Время героических помещиков прошло. Отошли барские забавы, новый век наступил. Усадьба перешла к разночинцу, того больше: к актеру.
Актер Борисоглебский тоже некогда был богат. Он любил свое искусство, содержал в разных городах России театры, кочевал, прогорал в Калуге, делал сборы в Ярославле, искал славы, увлекался женщинами и актерскими талантами. Несомненно, он бросался на шею Андреевым-Бурлакам, обнимал Глам–Мещерских[177], называя их голубой, мамой. Конечно, пил.
В имении он отдыхал летом. О нем помнят, что он был Добрый малый, хотя и страдал несварением желудка. Он женат не был. С ним приезжали обычно две–три актрисы, которых мужики считали его временными женами. Актрисы будто бы тоже пили. Иногда они доходили до предела веселья, в другие дни ссорились и рыдали. В минуту уныния Борисоглебский нагой разгуливал по парку.
И он канул куда‑то. От его сценической славы осталось немного: на чердаке засохший лавровый венок, весь в пыли. Некоторые утверждают, что кухарка нынешних владельцев, в минуты нехватки, кладет листики с него в рассольник. Уцелела еще коричневая папка, по которой золотом напечатано: «Дорогому Александру Николаевичу Борисоглебскому любящие товарищи». В эту папку теперь вкладывают разграфленную ведомость о том, когда какой корове телиться.
Ныне усадьба населена. В ней есть старые, средние, молодые и крошечные люди. Старые знают, что уж никуда отсюда не уйти; средние свыкаются с монотонной, уединенной жизнью; молодые рвутся в столицу; крошечные блаженствуют среди садов, грибов, лошадей. Но судьба всех, живущих здесь, в конечном счете еще неясна. Их летопись не написана.

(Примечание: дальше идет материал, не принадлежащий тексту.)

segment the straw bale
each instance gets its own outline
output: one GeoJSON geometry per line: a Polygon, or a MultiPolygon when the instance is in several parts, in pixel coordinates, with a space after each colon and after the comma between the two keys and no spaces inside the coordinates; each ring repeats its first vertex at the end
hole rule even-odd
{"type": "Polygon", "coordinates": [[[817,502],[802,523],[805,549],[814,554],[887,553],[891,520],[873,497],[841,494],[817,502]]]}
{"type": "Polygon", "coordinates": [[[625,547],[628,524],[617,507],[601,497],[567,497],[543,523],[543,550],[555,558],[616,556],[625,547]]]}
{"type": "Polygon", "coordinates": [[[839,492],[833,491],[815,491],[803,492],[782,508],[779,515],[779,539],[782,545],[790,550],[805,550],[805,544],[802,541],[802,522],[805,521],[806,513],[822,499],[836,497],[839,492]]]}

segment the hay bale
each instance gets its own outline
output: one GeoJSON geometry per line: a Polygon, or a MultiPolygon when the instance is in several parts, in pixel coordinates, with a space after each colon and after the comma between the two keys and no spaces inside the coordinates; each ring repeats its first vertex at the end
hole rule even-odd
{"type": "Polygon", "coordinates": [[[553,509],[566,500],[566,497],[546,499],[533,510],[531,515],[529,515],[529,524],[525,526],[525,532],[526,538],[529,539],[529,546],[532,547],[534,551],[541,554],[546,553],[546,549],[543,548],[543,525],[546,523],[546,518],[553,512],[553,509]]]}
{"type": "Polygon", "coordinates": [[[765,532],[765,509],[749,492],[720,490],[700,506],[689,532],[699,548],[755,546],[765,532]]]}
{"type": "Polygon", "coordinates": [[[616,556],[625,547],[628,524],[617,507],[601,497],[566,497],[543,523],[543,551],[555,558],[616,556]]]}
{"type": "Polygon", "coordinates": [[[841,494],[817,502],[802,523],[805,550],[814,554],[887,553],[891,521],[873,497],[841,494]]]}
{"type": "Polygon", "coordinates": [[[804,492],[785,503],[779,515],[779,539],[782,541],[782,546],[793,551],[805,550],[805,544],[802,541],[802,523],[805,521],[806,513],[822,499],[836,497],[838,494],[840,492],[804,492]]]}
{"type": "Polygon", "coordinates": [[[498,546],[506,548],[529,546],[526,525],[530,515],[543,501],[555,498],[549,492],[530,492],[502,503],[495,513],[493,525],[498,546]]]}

Смутным августовским вечером, в сумерках, при желтеющем жнивье и светло–зеленых зеленях, глядя на вечный, таинственный круговорот вселенной, проходя в полях по давно знакомой меже, человек может вспомнить далекого скифа, упокоившегося в кургане; мысленно взглянуть на русских монахов, гнездившихся в лощинке; с улыбкой— и насмешливой, и сочувственной, окинуть взором толпу чудаков, именуемых русскими помещиками, что жили здесь, в окрестных селах, да и сейчас еще не перевелись, и мечтают разводить колоссальные фруктовые сады, засевать японскую траву по. — у–дзы, сказочно богатеть. Легкий ветер времени, тоже как бы с улыбкой, играет всем этим, завевая былое легендой.
Философ же давно свыкся с мыслью о разлуке с земным. Давно привык видеть пустынную и светлую вечность. Все же безмерно жаль земного! Жаль неповторимых черт, милых сердцу, жаль своей жизни и того, что в ней любил.
Возвратись в свою комнату, взглянув на дорогие портреты, дорогие книги, тоже с усмешкой подумаешь, что, быть может, через тридцать лет твоим Пушкиным будут подтапливать плиту, а страницы Данте и Соловьева уйдут на кручение цигарок. Тогда летописец скажет слово и о твоей жизни. Какое это будет слово? Кто знает!